The council ratified the decision to shut the facilities, has now said it is prepared to allow any of the centres to stay open if they receive viable plans for their use from community groups and social enterprise organisations.

The centres, considered to be in very poor condition or suffering from lack of use, will now close on March 31. But rather than their immediate demolition or sale, they will be marketed between April and June, although any proposed takeover would need to meet a series of stringent conditions.

But trade union leaders have described the move as “a complete sham” and said the offers are a thinly veiled attempt by politicians to respond to mounting criticism over the closures.

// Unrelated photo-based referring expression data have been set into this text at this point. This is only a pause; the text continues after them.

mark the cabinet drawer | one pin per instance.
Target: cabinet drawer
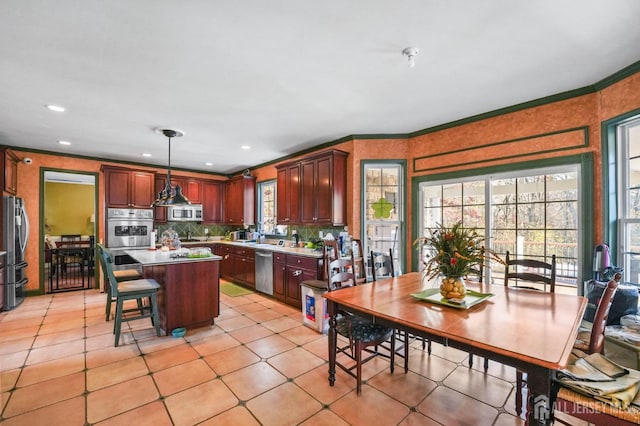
(303, 262)
(243, 251)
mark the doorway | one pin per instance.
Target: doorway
(68, 231)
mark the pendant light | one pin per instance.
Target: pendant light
(170, 196)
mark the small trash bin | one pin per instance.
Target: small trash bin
(314, 305)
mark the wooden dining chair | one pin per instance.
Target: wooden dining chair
(541, 276)
(382, 267)
(537, 273)
(141, 290)
(120, 276)
(363, 335)
(592, 341)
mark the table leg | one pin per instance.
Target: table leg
(333, 341)
(539, 405)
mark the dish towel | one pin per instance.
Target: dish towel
(602, 379)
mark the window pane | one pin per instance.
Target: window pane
(533, 216)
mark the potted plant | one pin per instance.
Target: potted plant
(453, 253)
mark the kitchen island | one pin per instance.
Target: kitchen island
(189, 294)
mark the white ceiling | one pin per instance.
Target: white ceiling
(284, 75)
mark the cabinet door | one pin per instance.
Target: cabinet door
(142, 186)
(324, 190)
(117, 188)
(160, 213)
(288, 193)
(240, 201)
(11, 172)
(211, 202)
(233, 202)
(193, 190)
(279, 278)
(308, 189)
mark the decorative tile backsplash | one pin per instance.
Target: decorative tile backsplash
(198, 230)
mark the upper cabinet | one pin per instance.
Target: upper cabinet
(212, 196)
(10, 175)
(239, 200)
(288, 194)
(314, 190)
(126, 188)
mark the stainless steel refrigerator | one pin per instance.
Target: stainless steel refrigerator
(16, 235)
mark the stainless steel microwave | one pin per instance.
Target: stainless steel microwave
(186, 213)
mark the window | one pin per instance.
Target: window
(383, 201)
(531, 213)
(628, 135)
(267, 207)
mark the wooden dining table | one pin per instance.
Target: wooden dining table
(530, 330)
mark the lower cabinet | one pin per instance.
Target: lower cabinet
(288, 272)
(238, 264)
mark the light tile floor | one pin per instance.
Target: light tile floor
(258, 365)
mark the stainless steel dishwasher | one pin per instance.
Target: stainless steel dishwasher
(264, 271)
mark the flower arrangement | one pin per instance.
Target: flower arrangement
(453, 252)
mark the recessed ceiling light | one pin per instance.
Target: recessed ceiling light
(56, 108)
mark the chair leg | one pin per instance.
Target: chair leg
(118, 320)
(154, 313)
(518, 393)
(392, 355)
(359, 348)
(107, 289)
(406, 352)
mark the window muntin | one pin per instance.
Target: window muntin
(383, 202)
(628, 135)
(530, 213)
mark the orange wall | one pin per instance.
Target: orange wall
(29, 189)
(542, 128)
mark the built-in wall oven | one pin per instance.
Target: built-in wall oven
(128, 229)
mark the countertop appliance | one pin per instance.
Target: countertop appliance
(185, 213)
(16, 236)
(264, 271)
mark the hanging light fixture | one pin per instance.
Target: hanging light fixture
(170, 196)
(410, 53)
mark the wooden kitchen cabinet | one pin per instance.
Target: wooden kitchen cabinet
(323, 180)
(312, 191)
(125, 188)
(239, 199)
(212, 196)
(10, 176)
(288, 194)
(289, 271)
(279, 275)
(238, 264)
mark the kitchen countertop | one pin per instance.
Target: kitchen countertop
(159, 257)
(271, 247)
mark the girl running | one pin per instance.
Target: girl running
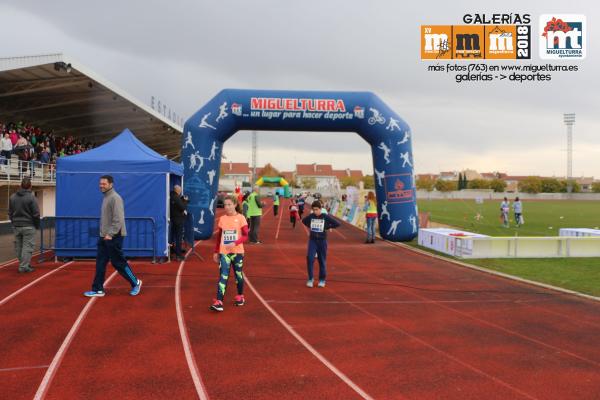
(229, 251)
(293, 213)
(371, 210)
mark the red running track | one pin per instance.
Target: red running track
(391, 324)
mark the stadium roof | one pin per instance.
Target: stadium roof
(57, 93)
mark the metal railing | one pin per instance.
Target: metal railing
(79, 234)
(13, 169)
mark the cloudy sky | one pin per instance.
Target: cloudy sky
(185, 51)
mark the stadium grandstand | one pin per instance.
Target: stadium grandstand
(52, 106)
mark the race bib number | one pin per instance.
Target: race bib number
(317, 225)
(229, 236)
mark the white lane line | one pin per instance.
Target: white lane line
(311, 349)
(185, 339)
(23, 368)
(401, 301)
(10, 296)
(51, 371)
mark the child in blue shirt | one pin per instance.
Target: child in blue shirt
(318, 223)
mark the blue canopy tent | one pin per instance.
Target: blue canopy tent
(142, 177)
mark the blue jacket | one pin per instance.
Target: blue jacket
(319, 225)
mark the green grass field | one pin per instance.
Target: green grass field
(542, 218)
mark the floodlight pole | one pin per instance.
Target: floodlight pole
(569, 120)
(253, 157)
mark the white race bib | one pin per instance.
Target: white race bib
(229, 236)
(317, 225)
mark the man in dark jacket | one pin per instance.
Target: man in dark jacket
(110, 243)
(24, 214)
(178, 215)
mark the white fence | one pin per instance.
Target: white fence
(14, 170)
(490, 195)
(470, 245)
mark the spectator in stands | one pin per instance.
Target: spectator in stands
(33, 140)
(6, 147)
(45, 156)
(24, 214)
(110, 242)
(14, 137)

Unison has said that conditions imposed by the council on interested community groups would make a takeover practically impossible. The plans, expected to be approved on Friday, come after revelations that Deputy First Minister Nicola Sturgeon sought meetings with the leadership of the city council after the decision to close a centre, claiming the figures were flawed.

Councillor George Ryan, executive member for business and the economy, said: “Most recreational facilities are local assets, often providing a range of services to meet the needs of a local community and acting as a social hub for an area.

“We therefore welcome approaches from groups interested in taking over the management of these centres. The council can offer support with the preparation of a business case which is needed to demonstrate that the property will be satisfactorily managed, utilised and funded in the future.”

The proposed closures are among Culture and Sport’s intended cuts of £3.4 million in the coming year, which will see some museums close on Mondays. Hundreds of staff will lose up to £1500, in part due to the closures, with balloting for strike action in the next week.

But the announcement of the closure programme has led to several councillors receiving enquiries from groups interested in taking over the management permanently. SNP MSP Bob Doris is coordinating efforts to save Cadder Community Centre and Ledgowan Tenants Hall in north Glasgow; a church group has expressed interest in Lorne Street Community Centre; and Yorkhill Housing Association has enquired about Overnewton Recreation Centre.

But they must be willing to enter into a 21-year lease with an option to purchase, have access to cash for rent/non-domestic rates, utilities, insurance, security and property maintenance and have a clear business plan.

Sam McCartney of Unison said: “This is a complete sham, where the council is attempting to protect its political masters from mounting criticism in communities. Offering these facilities for takeover is an attempt by the council to remove responsibility for the closures from themselves. Culture and Sport has made it clear it can’t afford these and conditions have now been set up which have not made it an any easier for community activist groups to run. They aren’t fooling anyone.”

As part of the savings plan, Argo Recreation Centre in Drumchapel is due to close. The centre is home to the Evening Times Community Champion finalists, the Argo Boxing Club.

The club’s coach, David Savage, said: “Most of the people involved are volunteers who also have full-time jobs, so this idea would mean asking an awful lot of them.

“It seems the council is more interested in funding other projects, but if enough money was put into our centres, we would not have all the problems that badly affect our communities, such as crime and drugs.

“In principle, it seems a good idea, but there would be a lot of time and money involved, which most people don’t have.

“I suppose it’s a case of, if you want something, you have to work hard for it, so we will have to work hard at keeping our community centre going.

“At the moment, Argo’s volunteers are looking at new premises, so we will have to wait and see if anything is to come from this latest announcement.”

A spokesman for Wyndford Recreation Centre said they would have to review the implications and the viability of the community to keep the centre going.

He said: “The community would need to pull together to keep the centre going, but it is a possibility. Local people are very angry at the closing of the centre. They have spoken to Culture and Sport Glasgow and have put in funding bids to help secure the future of the centre.”